9.2 The Modeling Workflow
Model building in BI follows a systematic workflow, much like the data preparation workflow introduced in Chapter 5. Each step builds on the previous one, and the process is often iterative — results from later stages may send you back to revise earlier decisions.
- Problem definition — What business question does the model need to answer? What decisions will it inform? A clear problem statement keeps the entire process aligned with business value.
- Data collection and preparation — Gather relevant data and apply the cleaning, transformation, and tidying techniques from Chapters 5 and 6. The quality of the data directly determines the quality of the model.
- Model selection — Choose a modeling technique appropriate to the problem, the data, and the audience.
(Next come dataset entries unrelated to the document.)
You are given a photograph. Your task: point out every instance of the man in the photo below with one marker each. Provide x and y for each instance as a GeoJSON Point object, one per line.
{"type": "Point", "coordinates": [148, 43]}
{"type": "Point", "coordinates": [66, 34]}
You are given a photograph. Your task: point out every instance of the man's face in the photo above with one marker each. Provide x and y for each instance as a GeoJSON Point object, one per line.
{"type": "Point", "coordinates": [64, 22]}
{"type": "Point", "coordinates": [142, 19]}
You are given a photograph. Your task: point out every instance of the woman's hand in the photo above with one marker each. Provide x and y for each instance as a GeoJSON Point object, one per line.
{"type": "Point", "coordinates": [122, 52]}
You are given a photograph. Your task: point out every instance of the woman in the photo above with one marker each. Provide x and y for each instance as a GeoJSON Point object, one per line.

Simpler models are preferred when they perform comparably to complex ones (the principle of parsimony).
- Model training — Fit the model to historical data, adjusting its parameters to capture the underlying patterns. This typically involves splitting data into training and test sets.
- Validation and testing — Evaluate the model’s performance on data it has not seen, using metrics appropriate to the problem type (e.g., RMSE for regression, accuracy for classification).
- Deployment and monitoring — Integrate the model into business processes and continuously track its performance. Models degrade over time as the world changes, requiring periodic retraining.
This workflow provides the structure for the rest of the chapter. We begin by examining the three types of models, then work through selection, training, validation, and deployment in detail.